Supporting Cast and Key Moments That Framed the Scoreline

While Eze shaped the headlines, Arsenal’s broader unit carried the performance. Leandro Trossard’s opening goal came through clever off-ball movement and a deflected shot that wrong-footed Vicario. Merino played as a hybrid forward, drifting between lines and creating space Eze repeatedly exploited.
There were also defensive swings that shaped the night. Raya’s misjudged positioning for Richarlison’s long-range strike was the biggest scare for Arsenal, yet moments later, the hosts settled again. Spurs keeper Guglielmo Vicario kept the margin manageable, stopping Saka twice and denying Eze a fourth goal late on.
The match also rekindled summer tension. Tottenham’s failed pursuit of Eze, the debates sparked by the mural near the Emirates, and even the “£60m vs paint on walls” remark from a club figure returned to the narrative — this time with a footballing answer on the pitch.

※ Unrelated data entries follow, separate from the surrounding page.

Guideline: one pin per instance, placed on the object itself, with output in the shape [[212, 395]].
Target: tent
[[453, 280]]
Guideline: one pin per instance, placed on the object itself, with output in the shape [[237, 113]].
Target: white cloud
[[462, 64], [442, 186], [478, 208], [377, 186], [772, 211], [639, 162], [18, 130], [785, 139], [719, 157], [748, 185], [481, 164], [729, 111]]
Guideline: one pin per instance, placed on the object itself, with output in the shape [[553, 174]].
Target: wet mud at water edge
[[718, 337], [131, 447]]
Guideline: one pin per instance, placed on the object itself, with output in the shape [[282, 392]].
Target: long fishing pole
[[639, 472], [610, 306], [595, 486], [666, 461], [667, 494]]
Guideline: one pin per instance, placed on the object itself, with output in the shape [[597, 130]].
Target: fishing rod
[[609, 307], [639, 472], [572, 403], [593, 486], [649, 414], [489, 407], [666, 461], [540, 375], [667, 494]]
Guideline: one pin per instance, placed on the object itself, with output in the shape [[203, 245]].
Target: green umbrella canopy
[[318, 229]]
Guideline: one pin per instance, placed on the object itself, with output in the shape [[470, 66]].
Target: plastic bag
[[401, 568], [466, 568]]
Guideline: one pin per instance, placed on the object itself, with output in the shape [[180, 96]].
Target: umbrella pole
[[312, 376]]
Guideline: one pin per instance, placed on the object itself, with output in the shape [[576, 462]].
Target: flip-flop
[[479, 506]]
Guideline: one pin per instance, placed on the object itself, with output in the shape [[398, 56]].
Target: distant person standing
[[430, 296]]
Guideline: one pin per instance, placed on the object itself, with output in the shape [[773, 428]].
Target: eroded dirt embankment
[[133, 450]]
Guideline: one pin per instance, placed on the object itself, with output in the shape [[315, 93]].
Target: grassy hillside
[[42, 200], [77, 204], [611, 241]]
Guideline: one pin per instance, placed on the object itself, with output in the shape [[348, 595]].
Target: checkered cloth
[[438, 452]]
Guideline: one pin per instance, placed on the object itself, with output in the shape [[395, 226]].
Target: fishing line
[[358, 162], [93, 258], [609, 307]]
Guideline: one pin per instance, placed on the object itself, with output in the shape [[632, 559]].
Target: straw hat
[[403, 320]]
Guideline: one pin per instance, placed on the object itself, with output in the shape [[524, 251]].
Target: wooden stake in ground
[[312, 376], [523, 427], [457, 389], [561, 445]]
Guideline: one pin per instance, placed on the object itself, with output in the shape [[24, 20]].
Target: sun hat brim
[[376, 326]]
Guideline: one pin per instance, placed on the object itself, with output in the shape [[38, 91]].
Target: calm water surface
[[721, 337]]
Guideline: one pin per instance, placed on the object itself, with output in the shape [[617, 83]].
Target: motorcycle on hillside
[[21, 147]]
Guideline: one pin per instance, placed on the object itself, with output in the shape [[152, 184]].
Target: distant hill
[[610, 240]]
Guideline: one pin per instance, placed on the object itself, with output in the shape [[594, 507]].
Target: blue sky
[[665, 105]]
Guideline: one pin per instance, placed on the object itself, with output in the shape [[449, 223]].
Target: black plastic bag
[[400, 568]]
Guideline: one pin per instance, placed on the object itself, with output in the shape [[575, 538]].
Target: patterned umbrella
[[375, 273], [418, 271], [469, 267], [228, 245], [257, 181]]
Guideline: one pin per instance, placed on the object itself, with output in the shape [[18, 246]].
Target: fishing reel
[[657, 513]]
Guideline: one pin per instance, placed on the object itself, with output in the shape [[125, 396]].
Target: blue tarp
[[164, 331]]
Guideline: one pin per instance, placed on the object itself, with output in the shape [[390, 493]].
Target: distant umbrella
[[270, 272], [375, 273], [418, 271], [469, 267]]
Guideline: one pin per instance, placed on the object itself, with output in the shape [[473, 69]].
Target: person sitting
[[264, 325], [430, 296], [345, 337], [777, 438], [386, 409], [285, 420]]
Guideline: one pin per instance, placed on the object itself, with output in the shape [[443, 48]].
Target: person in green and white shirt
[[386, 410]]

Conclusion: Arsenal Strengthen Their Position as Eze Hat Trick Steers the Title Push
Arsenal’s 4–1 win stretched their Premier League advantage and delivered one of their most composed derby performances under Mikel Arteta. The squad looked confident, the tactics aligned, and the finishing decisive. With Chelsea and Bayern Munich approaching on the schedule, the emphasis will shift to consistency and maintaining rhythm.
For Spurs, the result adds pressure to recent form and exposes deeper issues in balance and execution. For Arsenal, this felt like a defining moment — a reminder of their growth and their intent. And for Eberechi Eze, the Eze hat trick acted as a statement performance in London’s fiercest rivalry.